Web 1.0-core and pushback against enshittification

So, what's the big deal with all this then? Well, in recent times I (as well as quite a bit of other folks on the internet lately it seems) have been on this "old internet discourse" kick in which folks recount, celebrate, and lament a different era of the web in which things weren't nearly as centered around five or so main websites. More folks had their own personal websites they hand-built (and btw, you're looking at one), content was more varied and wild, designs had more organic aesthetics, and overall the internet felt more like an interesting and diverse space to browse as opposed to what might feel like a chore or detriment in current times. There's plenty of sites that summarize this, but I found this one particular page chronicling writeups about the "old internet" to be the most comprehensive. Sites such as neocities have been attempting to revive the "90s core" personal website community, and in my opinion it's been going swimmingly well, considering it has me frequently randomly browsing and clicking websites with eye-grabbing retro-inspired designs. Most of these websites serve to be a mostly unidirectional stream of information to the viewer with no option to interact, which was effectively the core experience of the "Web 1.0 era." Sites that pour someone's heart out in regards to their special interest were the dominant force in these times, and sites like neocities attempt to bring that all back.
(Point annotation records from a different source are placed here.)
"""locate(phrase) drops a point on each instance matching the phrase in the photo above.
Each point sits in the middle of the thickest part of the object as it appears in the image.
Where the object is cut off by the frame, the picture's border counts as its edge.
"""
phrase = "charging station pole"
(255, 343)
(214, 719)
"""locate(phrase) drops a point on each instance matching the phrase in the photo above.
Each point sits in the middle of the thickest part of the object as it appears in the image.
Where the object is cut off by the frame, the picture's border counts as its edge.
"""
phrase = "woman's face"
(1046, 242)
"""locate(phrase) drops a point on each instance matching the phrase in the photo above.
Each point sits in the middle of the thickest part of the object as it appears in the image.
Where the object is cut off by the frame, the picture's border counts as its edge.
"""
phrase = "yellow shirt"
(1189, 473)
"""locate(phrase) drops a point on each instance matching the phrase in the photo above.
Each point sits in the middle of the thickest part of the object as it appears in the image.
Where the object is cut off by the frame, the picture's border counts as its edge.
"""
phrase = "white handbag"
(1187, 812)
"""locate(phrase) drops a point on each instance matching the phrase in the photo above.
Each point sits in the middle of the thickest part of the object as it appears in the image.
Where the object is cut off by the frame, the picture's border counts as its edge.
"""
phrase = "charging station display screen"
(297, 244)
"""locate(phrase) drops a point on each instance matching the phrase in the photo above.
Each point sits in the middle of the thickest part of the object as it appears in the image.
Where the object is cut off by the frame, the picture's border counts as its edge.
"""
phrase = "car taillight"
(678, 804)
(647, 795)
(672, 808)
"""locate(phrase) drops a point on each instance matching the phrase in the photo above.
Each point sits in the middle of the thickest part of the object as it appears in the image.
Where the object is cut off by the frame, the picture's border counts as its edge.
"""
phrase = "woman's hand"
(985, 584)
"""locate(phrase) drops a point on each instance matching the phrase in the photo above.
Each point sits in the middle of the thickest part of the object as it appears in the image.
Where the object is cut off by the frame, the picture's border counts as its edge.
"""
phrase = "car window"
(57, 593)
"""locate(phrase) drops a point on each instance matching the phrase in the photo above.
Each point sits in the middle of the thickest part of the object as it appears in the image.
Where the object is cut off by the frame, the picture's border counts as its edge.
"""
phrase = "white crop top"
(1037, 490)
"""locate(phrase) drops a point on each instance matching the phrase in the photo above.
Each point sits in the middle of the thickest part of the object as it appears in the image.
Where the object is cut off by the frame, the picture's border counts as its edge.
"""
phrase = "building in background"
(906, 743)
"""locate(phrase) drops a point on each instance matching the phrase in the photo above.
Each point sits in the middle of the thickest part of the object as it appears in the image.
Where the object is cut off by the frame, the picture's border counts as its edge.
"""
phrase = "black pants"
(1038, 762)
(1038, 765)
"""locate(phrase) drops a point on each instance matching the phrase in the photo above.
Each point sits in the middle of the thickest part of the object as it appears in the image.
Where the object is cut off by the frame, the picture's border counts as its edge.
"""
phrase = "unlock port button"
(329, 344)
We can also talk about the general enshittification (or "enshirtification" if you need to be SFW) of the web. TL;DR it effectively means the slow-yet-persistent process of big websites making the experience worse and worse for users for the benefit of their own financial success. Things like nickel-and-diming people for basic features that used to be free, asking the user to opt in to multitudes of invasive privacy and tracking agreements even for the most generic products, breaking the enjoyment of content with inappropriate and egregious quantities of ads (YouTube...), or scummy dark pattern maneuvers to steer you towards buying products that cozied up with the parent company (Amazon). As a sidebar I'd highly recommend doing general internet searches for enshittification to find great writeups about it, in particular, this article on Wired does a great job explaining things.

The modern internet seems to make it more difficult to maintain a healthy static webpage infrastructure, and in recent times, enshittification in particular seems to often actively work against this the most. We can only hope that things course-correct a little bit. The state of bookmarks is haphazard, a lot of article URLs can be long and prone to change as backend content delivery networks (CDNs) update without respect to the original link's existence. Sloppy redirects will sometimes even just shoot you back to the website's main page instead of to the new location of the article (if it still exists).

What now?

I'm not entirely sure how to end this blog post. I can't definitely offer a genuine solution to this problem other than manually hunting and pecking for an archived copy of a bookmark. Discovery remains an issue when it comes to noticing if a bookmark went bad, with the process of fixing the bookmark often being just as perplexing. Do we settle for the method of finding an archived copy? Do we rally in the streets campaigning for better content preservation? Do we waste time by writing a 2000+ word blog post? I honestly don't know. The most I can do is air out my grievances and talk about it, and I hope this helps someone who encounters a similar problem.